La carriera musicale di Gino Paoli, almeno in un primo momento, non aveva trovato l'approvazione dei genitori: «Mio padre mi diceva sempre: 'Quando la smetterai con queste cose e inizierai a fare qualcosa di serio?'. Lui voleva che diventassi ingegnere navale come lui e non venne mai a sentirmi, ma mia madre mi confessò che ciò che non sopportava era sentire critiche su di me. Non mi ha mai mostrato un grande orgoglio, ma poi faceva sentire sempre le mie canzoni ai suoi colleghi in ufficio».

La collaborazione con Danilo Rea è la terza di tutta la carriera: «Ormai siamo in simbiosi, dovremmo fare coming out. Dopo la canzone napoletana, ci siamo concentrati su grandi artisti francesi come Charles Trenet, Jacques Brel, Gilbert Bécaud, Serge Gainsbourg, Léo Ferré. La loro musica è profonda e sa essere d'ispirazione, risale a un periodo in cui in Italia andava 'Papaveri e papere'». Il merito è quindi della 'scuola genovese', ma Gino Paoli rifiuta quest'etichetta: «Eravamo semplicemente amici che credevano nella musica come veicolo di messaggi di inquietudine, disagio e cattiveria. Siamo stati i primi, ma è stato un caso: qualcuno avrebbe trasformato, prima o poi, la musica italiana».
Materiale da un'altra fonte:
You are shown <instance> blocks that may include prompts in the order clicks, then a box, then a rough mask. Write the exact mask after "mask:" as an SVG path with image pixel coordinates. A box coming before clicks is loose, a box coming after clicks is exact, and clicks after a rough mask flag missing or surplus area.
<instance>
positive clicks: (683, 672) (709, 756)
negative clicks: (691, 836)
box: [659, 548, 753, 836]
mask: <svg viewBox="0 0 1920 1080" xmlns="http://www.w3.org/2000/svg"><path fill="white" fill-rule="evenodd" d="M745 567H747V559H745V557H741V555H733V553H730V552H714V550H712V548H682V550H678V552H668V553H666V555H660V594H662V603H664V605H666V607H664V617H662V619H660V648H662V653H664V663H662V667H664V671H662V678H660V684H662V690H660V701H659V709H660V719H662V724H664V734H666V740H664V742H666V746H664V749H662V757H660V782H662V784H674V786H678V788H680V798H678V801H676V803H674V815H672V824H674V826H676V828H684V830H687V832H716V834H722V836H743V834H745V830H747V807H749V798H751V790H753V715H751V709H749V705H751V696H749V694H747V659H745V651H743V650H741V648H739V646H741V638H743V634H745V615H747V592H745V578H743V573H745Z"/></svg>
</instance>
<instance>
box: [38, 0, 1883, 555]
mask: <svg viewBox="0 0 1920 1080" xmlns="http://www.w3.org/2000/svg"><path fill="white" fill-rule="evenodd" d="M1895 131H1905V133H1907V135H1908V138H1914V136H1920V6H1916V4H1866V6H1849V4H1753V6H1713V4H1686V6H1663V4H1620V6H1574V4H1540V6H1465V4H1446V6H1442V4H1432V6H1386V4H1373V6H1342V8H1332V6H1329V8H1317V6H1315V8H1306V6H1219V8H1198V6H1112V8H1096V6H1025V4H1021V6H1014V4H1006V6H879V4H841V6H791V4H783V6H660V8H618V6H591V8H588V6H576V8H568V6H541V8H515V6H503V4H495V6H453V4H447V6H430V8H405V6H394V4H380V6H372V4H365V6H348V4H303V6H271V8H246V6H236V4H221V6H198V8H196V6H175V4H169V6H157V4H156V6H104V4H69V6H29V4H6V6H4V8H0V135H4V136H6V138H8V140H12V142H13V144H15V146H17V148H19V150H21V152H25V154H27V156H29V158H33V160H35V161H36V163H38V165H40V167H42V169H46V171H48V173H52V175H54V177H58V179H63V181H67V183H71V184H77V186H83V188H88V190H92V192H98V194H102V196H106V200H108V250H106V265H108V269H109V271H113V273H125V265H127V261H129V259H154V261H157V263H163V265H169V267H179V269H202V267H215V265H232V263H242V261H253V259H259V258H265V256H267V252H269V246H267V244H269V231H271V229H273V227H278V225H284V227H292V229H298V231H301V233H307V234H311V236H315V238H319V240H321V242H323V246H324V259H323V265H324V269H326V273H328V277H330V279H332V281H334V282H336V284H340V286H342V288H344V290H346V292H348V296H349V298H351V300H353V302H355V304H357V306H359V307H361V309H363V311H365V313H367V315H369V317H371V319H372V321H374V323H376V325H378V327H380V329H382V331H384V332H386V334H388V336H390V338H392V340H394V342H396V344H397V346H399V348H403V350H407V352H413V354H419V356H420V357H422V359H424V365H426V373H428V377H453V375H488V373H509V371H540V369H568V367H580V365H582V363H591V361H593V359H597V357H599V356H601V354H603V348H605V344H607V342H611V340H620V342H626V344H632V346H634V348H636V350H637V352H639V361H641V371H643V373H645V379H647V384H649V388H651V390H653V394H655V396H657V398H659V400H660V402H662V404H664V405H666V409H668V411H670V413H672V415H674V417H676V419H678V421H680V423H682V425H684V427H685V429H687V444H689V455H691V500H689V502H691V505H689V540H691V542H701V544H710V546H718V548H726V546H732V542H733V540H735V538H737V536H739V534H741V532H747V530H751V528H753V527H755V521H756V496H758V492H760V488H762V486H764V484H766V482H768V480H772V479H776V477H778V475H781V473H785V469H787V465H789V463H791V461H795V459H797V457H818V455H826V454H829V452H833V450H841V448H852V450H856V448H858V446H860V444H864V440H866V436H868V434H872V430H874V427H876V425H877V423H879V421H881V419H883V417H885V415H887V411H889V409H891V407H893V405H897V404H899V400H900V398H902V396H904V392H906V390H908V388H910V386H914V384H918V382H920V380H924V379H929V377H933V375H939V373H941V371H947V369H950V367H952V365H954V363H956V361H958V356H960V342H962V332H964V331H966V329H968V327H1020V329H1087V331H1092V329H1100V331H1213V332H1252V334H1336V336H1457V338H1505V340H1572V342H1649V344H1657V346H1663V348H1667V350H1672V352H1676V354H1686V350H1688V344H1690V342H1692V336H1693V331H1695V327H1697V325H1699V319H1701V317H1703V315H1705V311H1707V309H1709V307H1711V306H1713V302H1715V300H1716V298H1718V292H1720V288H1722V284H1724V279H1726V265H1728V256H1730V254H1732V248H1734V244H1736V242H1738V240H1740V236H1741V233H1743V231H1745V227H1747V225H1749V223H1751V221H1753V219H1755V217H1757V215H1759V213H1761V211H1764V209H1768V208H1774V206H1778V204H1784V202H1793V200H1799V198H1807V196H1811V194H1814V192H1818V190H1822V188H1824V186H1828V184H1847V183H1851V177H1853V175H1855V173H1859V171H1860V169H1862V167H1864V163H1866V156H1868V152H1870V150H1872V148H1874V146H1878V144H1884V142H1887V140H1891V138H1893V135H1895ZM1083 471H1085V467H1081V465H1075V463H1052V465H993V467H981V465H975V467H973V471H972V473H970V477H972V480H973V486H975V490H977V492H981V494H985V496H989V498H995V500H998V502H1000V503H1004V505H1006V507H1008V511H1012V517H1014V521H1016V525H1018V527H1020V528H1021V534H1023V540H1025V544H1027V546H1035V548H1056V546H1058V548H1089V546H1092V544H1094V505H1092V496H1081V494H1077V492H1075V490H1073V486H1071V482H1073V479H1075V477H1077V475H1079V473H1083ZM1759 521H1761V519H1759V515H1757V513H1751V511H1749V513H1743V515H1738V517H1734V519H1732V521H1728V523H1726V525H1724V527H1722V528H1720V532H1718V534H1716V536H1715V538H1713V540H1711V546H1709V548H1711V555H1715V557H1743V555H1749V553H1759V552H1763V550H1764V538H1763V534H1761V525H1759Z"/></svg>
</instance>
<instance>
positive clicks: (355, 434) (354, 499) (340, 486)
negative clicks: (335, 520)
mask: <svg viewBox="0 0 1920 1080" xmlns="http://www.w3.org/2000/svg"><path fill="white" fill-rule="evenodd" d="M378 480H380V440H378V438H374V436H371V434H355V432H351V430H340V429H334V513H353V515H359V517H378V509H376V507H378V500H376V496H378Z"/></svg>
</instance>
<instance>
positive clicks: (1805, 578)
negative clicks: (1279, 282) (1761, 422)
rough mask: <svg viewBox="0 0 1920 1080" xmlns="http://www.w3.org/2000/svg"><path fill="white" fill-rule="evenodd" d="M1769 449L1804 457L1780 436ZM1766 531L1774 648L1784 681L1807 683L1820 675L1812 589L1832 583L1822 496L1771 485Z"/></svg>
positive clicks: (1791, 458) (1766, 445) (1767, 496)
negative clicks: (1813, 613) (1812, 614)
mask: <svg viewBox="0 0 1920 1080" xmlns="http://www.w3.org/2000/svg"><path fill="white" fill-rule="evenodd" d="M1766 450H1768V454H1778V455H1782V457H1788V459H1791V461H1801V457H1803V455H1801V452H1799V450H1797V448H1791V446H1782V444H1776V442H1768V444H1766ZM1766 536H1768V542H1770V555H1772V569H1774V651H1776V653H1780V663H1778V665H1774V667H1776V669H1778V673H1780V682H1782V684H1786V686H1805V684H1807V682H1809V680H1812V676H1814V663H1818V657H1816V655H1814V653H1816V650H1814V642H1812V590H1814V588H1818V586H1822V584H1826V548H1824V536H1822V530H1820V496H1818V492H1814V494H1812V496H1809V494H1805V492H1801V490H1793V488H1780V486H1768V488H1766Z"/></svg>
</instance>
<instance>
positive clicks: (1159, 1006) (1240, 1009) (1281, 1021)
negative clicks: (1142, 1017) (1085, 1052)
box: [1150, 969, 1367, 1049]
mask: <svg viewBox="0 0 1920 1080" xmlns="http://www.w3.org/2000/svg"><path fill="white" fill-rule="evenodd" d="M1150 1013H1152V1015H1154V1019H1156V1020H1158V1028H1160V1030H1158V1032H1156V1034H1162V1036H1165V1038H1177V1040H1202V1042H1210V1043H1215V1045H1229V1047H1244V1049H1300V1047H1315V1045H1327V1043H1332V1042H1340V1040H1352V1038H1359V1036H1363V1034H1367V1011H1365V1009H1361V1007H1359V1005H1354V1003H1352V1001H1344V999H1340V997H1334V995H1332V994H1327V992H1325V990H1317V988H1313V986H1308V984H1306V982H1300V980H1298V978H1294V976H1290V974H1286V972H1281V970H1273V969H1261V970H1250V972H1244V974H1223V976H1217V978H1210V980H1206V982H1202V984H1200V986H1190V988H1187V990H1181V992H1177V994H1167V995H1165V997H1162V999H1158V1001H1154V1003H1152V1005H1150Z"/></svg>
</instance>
Il successo, per Gino Paoli, arrivò solo dopo cocenti delusioni: «'La gatta' vendette 80 copie, il successo arrivò solo dopo grazie al juke-box. 'Sassi' fu criticata perché troppo esistenzialista per la musica leggera di allora. Mogol, che lavorava per Ricordi, mi criticò quando gli presentai 'Senza fine' e mi disse: 'Ma come, va il rock and roll e tu porti un valzer?'. Non volevo scrivere canzoni politiche, le mie canzoni già lo erano in un certo senso. 'Il cielo in una stanza' fu rifiutato dall'editore Alfredo Rossi e anche da Miranda Martino. Se ne pentirono dopo che Mina la trasformò in un grande successo. Per avere successo il talento conta, ma non quanto la fortuna, quella serve sempre».

L'istinto musicale non è mai mancato al cantautore ligure, che in passato deteneva i diritti italiani di grandi artisti come i Bee Gees, David Bowie e l'etichetta dei Beatles: «Avevo un socio olandese, ogni mese andavamo a Londra e scovavamo gli artisti di maggior potenzialità. Le etichette discografiche italiane arrivavano sempre dopo, noi avevamo il gusto che a loro mancava. David Bowie mi inviò anche una foto, per ringraziarmi, in cui era vestito da donna».

Oggi, a 83 anni, Gino Paoli mostra ancora una forma invidiabile: «Sono stato fortunato nella vita. Ho avuto genitori decenti, un nonno straordinario che consideravo il mio supereroe, tante bellissime donne che mi hanno scelto, perché sono le donne a scegliere, non l'uomo. Fino a qualche anno fa bevevo una bottiglia di whiskey a sera ma ho ridotto anche il fumo. Eppure i miei amici che non fumavano sono già morti». Oggi non rinuncia alla musica, ma neanche alla vita da contadino: ha un uliveto, con tanto di residenza estiva, in Toscana. E lo cura con attenzione e uno sguardo al futuro: «Non sappiamo cosa ci possa riservare il domani, io mi sento precario da sempre ma vivo come se fossi un ragazzino. Faccio progetti a lungo termine e pianto alberi che cresceranno tra dieci anni. Mio cognato, che è medico, dice che quando morirò dovranno sezionarmi per scoprire il segreto della mia longevità».